Karantina döneminde evde ne gibi gereksinimler veya fazlalıklar olduğunu tecrübe ediniyor ve tasarımlarını çiziyoruz. Kibrit kutusu gibi üst üste yığdığımız çok nadir kullandığımız bazı odaları olan lüks daire yerine küçük ama bahçeli bir ev olmasını nasıl özlemle arzu ettik. Bu döneminde alışkanlıklarımız değişti. Daha önce farkında olmadığımız veya uygulamakta tembellik ettiğimiz teknolojik kolaylıklar hayatımızın bir parçası oldu. Artık toplantılarımızı, işlerimizi, eğitim faaliyetlerini evimizden iletişim vasıtalarıyla takip edebiliyoruz. Yeni yeni el becerileri, eğlence türleri keşfediyoruz.
Görülen odur ki; bundan sonraki yaşantımızda çok ciddi manada değişiklikler bizi bekliyor. Mimariden, eğitime, sosyal yaşantımızdan, bireysel aktivitelerimize, sağlıktan, ekonomik faaliyetlerimize kadar tüm yaşam alanlarımızda ciddi yenilenme hızlı bir şekilde gerçekleşecek. Bazı meslekler nostaljik olarak yerlerini alırken yeni yeni mesleki alanlar gündemimize gelecek.
Endüstride 04-05,3D-4D baskı teknolojileri, yapay insan organları, sentetik biyoloji, XNA (bilinmeyen-değişken nükleik asit),dijital zırh, savaşan robot, devrimi hızlı bir şekilde gündemimize oturacak.

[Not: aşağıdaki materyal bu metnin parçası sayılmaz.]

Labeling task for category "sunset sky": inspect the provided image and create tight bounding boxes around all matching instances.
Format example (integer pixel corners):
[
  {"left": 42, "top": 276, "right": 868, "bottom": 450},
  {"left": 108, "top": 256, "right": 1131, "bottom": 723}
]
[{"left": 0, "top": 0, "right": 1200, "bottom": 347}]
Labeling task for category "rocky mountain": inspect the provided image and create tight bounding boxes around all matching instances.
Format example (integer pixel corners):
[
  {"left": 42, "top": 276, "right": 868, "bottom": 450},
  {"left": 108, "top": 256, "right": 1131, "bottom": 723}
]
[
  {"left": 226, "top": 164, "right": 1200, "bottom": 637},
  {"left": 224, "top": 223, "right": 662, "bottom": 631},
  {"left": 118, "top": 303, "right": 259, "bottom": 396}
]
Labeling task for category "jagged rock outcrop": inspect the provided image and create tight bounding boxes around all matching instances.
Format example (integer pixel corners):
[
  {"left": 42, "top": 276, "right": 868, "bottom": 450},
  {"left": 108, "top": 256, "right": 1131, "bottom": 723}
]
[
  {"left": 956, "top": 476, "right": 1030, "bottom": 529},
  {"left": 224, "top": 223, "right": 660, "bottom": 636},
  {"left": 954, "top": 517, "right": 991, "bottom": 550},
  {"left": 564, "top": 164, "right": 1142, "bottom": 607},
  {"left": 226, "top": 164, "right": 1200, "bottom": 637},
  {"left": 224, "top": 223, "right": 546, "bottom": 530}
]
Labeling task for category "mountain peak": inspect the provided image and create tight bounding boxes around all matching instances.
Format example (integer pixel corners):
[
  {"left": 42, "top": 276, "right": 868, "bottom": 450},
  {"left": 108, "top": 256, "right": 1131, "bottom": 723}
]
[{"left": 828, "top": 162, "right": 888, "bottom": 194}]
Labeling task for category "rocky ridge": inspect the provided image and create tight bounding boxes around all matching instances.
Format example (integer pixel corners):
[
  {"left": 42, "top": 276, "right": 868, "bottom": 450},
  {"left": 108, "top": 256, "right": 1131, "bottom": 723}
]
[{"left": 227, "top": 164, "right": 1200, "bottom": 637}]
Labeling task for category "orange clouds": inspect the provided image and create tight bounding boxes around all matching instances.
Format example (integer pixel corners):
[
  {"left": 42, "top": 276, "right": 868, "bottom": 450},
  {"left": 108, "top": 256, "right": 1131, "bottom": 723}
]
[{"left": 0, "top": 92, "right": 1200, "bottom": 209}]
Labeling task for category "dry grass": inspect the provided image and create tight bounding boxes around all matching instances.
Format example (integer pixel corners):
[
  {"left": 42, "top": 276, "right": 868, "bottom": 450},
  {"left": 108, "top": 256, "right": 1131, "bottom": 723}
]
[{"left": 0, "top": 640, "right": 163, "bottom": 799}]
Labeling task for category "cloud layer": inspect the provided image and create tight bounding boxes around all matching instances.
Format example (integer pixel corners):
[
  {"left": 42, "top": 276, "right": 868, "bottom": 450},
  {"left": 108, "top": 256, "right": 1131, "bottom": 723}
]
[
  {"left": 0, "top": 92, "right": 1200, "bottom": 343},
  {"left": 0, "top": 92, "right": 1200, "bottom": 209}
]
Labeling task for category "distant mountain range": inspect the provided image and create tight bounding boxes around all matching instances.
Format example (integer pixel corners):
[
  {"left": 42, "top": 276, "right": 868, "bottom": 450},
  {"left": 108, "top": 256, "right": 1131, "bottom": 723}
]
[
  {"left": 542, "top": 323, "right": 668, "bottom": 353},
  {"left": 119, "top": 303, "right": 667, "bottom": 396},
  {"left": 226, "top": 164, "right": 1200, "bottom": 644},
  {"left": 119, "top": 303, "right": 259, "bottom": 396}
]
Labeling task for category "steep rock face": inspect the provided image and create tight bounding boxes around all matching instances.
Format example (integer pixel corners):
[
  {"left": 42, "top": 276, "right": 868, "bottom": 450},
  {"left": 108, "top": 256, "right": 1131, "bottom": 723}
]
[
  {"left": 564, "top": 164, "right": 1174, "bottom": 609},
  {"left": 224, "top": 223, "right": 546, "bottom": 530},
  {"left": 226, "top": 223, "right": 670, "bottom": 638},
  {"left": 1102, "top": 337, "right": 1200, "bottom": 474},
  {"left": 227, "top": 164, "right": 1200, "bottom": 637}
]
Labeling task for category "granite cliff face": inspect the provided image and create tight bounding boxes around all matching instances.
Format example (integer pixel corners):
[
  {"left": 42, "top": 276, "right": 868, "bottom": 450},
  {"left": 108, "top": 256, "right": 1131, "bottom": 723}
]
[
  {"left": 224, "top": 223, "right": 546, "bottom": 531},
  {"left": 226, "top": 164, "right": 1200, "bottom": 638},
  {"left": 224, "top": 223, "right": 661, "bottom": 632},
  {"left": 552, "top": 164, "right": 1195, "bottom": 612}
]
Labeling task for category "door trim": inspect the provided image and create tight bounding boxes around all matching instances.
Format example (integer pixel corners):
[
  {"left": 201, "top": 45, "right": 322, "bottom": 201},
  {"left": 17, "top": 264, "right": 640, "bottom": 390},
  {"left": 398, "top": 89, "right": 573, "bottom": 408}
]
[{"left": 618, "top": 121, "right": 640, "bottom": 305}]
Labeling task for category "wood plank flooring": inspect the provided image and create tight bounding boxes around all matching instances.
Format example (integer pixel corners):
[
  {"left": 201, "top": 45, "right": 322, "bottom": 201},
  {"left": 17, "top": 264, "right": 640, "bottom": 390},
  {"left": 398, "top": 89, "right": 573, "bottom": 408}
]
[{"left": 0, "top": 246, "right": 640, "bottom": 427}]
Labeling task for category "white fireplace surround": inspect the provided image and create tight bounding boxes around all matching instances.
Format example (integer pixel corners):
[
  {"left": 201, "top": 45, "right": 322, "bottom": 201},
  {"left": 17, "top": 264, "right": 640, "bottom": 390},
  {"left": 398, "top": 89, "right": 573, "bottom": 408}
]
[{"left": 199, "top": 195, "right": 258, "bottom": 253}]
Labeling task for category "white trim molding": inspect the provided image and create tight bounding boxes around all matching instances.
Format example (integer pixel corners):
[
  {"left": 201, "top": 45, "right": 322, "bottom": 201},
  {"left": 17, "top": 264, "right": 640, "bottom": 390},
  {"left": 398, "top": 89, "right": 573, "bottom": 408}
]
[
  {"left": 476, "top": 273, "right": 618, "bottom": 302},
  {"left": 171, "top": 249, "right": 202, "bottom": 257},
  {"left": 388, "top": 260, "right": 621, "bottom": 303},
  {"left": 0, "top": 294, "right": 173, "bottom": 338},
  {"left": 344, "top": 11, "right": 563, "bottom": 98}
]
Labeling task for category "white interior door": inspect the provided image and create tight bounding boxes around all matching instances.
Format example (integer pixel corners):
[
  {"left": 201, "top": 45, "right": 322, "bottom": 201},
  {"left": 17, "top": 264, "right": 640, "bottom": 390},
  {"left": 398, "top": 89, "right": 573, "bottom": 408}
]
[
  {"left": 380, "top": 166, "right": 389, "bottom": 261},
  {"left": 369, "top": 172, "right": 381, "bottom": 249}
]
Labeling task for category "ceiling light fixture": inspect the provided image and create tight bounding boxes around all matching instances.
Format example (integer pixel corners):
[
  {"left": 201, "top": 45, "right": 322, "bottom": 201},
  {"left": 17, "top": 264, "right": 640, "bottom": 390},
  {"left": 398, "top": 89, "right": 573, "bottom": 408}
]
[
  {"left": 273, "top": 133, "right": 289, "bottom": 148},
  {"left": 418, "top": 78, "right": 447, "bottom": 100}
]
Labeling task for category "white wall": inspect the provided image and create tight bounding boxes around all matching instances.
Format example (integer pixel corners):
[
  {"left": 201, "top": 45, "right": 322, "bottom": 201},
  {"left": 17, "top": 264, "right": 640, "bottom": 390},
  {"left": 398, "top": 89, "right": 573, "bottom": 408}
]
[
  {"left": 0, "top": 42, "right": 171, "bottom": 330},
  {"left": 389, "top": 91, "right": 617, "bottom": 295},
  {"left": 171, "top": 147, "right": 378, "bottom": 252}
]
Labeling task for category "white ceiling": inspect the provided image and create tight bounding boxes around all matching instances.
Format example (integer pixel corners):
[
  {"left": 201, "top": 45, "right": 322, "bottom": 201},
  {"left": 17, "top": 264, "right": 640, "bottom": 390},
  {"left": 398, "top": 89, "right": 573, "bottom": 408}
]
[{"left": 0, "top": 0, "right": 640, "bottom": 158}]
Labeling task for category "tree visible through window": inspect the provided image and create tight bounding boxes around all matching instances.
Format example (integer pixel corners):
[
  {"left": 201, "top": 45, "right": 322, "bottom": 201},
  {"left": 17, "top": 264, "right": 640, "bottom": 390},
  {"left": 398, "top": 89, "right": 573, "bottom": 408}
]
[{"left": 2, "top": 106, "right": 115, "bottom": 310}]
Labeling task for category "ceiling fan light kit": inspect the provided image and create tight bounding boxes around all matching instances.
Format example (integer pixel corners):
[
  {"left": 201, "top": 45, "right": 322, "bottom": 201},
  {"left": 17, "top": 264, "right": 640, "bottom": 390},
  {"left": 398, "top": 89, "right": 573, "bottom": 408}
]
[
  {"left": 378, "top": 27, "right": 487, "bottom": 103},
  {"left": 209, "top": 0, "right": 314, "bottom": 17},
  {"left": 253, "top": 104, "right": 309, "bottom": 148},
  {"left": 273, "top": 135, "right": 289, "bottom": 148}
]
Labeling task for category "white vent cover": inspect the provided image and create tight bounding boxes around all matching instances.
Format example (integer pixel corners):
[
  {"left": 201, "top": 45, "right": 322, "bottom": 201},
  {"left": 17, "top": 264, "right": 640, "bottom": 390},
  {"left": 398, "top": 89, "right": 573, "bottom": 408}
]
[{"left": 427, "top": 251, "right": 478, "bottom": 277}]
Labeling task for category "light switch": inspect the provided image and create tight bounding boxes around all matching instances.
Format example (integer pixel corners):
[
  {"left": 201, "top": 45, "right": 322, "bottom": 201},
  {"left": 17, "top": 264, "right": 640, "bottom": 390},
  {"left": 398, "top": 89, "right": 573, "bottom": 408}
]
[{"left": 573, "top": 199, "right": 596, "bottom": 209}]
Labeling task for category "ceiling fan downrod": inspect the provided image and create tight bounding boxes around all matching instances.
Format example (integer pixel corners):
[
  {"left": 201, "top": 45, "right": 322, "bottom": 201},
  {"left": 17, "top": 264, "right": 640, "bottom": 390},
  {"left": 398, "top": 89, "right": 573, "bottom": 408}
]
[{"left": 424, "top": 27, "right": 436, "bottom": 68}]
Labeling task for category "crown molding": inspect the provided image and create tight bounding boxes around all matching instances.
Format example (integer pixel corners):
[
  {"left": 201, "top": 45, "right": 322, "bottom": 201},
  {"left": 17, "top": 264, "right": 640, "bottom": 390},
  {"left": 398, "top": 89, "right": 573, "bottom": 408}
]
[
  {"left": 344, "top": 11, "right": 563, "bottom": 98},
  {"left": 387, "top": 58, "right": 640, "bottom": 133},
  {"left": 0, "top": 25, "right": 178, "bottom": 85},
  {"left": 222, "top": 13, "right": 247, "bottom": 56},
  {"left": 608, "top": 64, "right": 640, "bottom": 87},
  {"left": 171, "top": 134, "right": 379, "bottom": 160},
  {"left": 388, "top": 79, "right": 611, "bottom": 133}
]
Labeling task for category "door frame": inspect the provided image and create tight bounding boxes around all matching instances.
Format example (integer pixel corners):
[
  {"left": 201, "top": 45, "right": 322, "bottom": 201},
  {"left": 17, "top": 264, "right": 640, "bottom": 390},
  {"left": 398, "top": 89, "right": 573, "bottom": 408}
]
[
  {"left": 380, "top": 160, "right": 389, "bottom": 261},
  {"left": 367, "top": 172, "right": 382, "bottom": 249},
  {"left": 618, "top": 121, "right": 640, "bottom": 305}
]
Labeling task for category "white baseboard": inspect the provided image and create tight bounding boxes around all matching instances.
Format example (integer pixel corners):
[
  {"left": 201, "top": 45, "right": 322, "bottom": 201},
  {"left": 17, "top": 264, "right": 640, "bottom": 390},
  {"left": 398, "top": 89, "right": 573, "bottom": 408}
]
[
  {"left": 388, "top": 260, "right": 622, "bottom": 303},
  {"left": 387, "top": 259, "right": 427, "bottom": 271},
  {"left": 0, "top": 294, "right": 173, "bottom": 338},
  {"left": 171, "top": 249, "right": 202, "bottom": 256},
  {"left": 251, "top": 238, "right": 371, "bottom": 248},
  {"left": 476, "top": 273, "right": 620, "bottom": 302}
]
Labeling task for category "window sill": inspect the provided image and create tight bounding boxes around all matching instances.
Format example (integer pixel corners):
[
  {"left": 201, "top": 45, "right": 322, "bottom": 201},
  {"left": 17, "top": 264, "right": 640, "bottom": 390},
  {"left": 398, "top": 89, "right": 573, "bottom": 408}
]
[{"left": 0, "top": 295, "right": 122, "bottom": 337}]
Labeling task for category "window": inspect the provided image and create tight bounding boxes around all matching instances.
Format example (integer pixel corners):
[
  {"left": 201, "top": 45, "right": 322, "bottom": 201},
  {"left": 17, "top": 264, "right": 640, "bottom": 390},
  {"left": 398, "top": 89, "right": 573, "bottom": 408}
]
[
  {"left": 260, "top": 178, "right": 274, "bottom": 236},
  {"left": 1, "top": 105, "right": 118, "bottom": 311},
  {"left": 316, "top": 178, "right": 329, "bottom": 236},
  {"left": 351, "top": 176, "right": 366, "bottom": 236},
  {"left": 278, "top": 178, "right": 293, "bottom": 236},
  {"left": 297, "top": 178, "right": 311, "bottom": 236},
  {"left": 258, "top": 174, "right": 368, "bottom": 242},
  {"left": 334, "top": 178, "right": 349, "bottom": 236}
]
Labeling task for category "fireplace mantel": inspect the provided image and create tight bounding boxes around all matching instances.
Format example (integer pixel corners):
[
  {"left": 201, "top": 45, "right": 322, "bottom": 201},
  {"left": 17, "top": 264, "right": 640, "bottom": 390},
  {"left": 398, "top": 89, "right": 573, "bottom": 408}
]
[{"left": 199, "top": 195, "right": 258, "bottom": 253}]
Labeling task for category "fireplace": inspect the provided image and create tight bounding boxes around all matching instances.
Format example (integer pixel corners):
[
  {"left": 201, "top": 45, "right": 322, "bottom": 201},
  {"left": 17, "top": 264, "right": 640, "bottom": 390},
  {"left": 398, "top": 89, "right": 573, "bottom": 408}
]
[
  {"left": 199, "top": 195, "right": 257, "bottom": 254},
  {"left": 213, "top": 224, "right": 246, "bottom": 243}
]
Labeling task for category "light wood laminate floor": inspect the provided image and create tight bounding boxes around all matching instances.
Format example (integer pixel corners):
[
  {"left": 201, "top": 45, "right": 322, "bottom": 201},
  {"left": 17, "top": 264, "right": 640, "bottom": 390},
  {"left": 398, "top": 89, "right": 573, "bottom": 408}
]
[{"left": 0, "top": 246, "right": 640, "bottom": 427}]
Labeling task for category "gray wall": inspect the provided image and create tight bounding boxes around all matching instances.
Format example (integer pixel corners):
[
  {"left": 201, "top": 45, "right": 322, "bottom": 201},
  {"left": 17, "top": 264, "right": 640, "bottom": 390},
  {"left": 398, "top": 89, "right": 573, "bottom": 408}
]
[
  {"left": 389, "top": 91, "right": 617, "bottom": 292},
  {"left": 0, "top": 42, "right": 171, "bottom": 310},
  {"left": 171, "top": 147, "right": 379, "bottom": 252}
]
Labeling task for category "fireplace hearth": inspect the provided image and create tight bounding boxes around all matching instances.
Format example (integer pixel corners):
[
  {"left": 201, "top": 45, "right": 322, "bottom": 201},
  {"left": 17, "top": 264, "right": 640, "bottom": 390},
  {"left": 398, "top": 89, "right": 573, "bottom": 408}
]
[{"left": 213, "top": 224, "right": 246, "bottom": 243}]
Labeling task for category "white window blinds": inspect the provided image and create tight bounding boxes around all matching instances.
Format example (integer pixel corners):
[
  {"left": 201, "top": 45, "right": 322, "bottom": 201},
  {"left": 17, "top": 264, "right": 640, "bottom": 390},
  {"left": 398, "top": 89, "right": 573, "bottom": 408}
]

Bu değişikliklere hazır olan toplumlar yeni yüzyılın efendileri olacak.
“Bu hedefleri yakalamak için yapmamız gereken bilgi üretimi sürecinin ön safına geçmektir. Bilim üretiminde dünya paydaştır ve üç kademe vardır: 1. Yeni bilgi ve teknoloji üretenler(ABD, İngiltere, Almanya, Japonya, Çin…) 2. İnovasyon yapanlar(Hindistan, Yeni Zellanda, Meksika, Güney Afrika, İspanya)ve 3. Üretim yapanlar (Türkiye, Dünya’nın geri kalanı). Sadece üretim yapmakla yetinenler, alt sınıftır; know-how(teknik bilgi) sahibi olmadığından en altta kalmaya da mahkûmdurlar. Onlar ya entegre olur sömürülür, ya tecrit olur ezilirler. Türkiye bulunduğu bu üçüncü kategoriden sıçrama yapmak zorundadır.”
“2008’de eğitim kalitesinde 77., 2019’da 104. olduğumuzu bilerek, yine de istiyoruz bunu. Kendi dilinde okuduğunu anlamada 72 ülke içinde 56. olanların yazacağı bilimsel bir destan elbette olmaz. .”( Dijital hayata beş kala. Dr. Osman ARSLAN)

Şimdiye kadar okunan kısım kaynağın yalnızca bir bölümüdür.